I find it deeply moving that Israel’s high-tech community, the same one that gave the world Waze, Mobileye, and Iron Dome’s algorithms, is now dedicating its genius to the act of remembering. These entrepreneurs are ensuring that memory is not only archived, but also activated.
In many ways, Next October is not only about startups. It is about a startup nation reinventing itself through pain. For two years, the war has tested Israel’s economy and morale. Thousands of reservists left their offices for the front lines. Venture funding fell. Uncertainty clouded everything.
And yet, even in this atmosphere, Israelis did what they always do – they adapted. They built. They started over.
That is the secret of this nation’s strength: Israelis do not just rebuild walls; they rebuild purpose.
Next October and Those We Have Lost are two sides of the same coin: one preserves memory, the other propels it. Together, they tell the world that Israel’s story is not only about survival but about moral creativity.
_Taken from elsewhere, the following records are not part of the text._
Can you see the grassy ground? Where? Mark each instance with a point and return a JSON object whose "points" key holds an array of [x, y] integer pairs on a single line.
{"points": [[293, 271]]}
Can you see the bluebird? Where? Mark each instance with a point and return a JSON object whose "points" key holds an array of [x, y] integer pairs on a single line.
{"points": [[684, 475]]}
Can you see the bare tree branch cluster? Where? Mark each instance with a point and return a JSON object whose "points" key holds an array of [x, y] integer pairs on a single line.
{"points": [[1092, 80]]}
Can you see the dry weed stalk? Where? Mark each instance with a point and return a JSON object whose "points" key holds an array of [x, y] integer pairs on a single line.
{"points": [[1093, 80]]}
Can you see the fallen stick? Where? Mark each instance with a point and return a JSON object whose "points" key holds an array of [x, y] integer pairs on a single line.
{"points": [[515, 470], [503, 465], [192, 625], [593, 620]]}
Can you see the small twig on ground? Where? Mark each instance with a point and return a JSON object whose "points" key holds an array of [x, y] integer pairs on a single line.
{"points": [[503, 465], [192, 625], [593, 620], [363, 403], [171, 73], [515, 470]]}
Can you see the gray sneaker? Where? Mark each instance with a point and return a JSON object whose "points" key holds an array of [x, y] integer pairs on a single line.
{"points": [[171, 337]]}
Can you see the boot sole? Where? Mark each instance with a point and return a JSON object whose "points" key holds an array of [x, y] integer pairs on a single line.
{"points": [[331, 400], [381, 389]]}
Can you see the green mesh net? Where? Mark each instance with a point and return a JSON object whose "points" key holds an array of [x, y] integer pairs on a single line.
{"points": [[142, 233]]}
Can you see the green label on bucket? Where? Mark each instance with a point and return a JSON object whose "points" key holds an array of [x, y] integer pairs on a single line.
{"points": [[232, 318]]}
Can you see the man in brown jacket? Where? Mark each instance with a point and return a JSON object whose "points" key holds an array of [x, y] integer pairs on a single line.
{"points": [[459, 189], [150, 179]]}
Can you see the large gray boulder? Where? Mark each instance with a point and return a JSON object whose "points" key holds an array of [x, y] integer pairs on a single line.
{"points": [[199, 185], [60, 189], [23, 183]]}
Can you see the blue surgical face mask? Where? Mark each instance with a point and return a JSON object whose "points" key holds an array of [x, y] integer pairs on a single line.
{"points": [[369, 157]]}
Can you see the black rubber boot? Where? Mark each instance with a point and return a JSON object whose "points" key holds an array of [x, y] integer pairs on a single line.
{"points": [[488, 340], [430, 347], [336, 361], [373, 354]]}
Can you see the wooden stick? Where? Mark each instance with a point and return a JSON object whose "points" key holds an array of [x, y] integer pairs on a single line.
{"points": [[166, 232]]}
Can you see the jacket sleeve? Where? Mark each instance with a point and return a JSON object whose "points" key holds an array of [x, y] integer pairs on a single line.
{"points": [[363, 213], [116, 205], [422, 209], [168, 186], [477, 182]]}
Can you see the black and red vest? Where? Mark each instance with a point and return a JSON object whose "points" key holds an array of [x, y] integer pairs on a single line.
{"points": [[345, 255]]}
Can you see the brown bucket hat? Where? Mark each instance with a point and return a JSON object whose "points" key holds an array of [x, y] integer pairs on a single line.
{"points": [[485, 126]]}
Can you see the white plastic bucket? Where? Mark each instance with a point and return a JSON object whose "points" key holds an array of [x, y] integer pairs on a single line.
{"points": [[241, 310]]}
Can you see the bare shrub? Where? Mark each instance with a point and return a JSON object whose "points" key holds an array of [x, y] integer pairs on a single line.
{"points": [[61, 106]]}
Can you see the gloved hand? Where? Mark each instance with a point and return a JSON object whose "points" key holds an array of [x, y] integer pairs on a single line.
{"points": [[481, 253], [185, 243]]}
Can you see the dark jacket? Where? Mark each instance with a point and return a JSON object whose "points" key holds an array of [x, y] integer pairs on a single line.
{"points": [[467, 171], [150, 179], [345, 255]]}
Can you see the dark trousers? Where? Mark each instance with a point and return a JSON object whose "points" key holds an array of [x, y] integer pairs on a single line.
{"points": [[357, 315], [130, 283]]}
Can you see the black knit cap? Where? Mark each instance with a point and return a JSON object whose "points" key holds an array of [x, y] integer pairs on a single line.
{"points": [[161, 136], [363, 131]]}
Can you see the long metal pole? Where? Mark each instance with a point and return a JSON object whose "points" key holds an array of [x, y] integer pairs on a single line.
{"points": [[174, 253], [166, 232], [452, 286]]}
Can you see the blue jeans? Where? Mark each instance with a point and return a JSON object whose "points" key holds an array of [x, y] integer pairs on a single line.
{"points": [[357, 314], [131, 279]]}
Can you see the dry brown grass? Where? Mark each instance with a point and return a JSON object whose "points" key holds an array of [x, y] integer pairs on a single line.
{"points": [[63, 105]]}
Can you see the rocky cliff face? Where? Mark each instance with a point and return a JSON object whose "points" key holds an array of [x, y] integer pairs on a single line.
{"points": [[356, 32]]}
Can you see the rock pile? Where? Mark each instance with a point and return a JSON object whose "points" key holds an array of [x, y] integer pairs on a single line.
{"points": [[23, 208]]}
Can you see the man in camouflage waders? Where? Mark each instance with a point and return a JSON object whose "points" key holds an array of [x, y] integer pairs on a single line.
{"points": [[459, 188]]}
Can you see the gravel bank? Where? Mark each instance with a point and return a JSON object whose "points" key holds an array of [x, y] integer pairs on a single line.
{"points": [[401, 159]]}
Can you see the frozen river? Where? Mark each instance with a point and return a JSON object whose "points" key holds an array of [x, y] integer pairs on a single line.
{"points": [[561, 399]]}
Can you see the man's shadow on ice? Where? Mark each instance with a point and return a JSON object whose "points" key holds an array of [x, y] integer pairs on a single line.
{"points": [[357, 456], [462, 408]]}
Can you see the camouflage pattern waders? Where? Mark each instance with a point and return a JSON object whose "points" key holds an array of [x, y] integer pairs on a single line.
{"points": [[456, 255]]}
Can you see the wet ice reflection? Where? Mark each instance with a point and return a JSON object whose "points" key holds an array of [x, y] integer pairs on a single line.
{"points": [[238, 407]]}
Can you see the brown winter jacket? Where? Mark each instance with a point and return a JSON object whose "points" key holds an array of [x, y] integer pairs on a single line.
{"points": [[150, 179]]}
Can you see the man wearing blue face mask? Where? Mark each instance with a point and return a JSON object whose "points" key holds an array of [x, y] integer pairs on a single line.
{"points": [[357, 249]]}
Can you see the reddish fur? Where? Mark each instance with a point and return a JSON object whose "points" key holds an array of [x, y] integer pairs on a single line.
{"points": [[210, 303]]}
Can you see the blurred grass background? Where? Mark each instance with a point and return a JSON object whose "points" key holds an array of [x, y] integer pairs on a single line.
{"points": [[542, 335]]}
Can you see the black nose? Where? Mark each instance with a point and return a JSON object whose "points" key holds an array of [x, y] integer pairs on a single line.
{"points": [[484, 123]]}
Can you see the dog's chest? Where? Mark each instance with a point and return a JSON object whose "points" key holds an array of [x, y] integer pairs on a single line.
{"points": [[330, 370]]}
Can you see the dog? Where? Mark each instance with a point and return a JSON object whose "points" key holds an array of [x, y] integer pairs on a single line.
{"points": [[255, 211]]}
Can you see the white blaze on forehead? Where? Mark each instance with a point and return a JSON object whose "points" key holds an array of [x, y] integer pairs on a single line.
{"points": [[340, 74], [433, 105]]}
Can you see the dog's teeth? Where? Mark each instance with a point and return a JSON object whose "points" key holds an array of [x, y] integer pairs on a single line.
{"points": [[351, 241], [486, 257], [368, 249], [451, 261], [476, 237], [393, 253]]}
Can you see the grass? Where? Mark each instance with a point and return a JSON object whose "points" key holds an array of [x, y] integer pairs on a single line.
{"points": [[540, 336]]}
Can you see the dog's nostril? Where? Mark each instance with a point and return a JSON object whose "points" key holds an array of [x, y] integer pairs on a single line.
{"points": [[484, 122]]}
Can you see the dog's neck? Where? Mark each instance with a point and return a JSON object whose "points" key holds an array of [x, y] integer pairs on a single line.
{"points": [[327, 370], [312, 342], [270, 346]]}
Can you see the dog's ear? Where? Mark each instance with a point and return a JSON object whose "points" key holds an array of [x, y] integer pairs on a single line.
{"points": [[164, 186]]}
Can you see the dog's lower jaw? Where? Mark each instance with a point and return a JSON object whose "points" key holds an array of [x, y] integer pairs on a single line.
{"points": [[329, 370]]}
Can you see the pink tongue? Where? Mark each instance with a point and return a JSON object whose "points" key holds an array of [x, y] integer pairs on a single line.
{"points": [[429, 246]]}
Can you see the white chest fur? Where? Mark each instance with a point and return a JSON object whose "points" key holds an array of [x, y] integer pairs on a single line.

Every country commemorates its fallen. But Israel does it differently. Here, remembrance becomes a form of innovation, a way to transform sorrow into strategy, absence into achievement.
There is a Hebrew phrase, zichronam livracha – may their memory be a blessing. Next October adds a new dimension: may their memory be a beginning.
The blessing is not only in words; it is in the startups that hire, the technologies that heal, the solutions that save lives.
This is what resilience and renewal look like; not denial of pain, but a refusal to let pain define the nation.
When I think of the faces on Those We Have Lost, and of the hundreds of startups now carrying their names into boardrooms and labs, I am reminded of something enduring: Israel’s greatest power is not its weapons or its wealth, but its will.
A will to remember. A will to rebuild. A will to keep innovating the future of Israel, even when the night is darkest.
So yes, I keep returning to Those We Have Lost. It hurts, but it heals. Because every story, every photograph, reminds me that while Hamas sought to erase life, Israel chose to multiply it; to multiply it in code, in creativity, in compassion.
And that is how we will remember them — not only in silence, but in the hum of creation, in the light of new beginnings.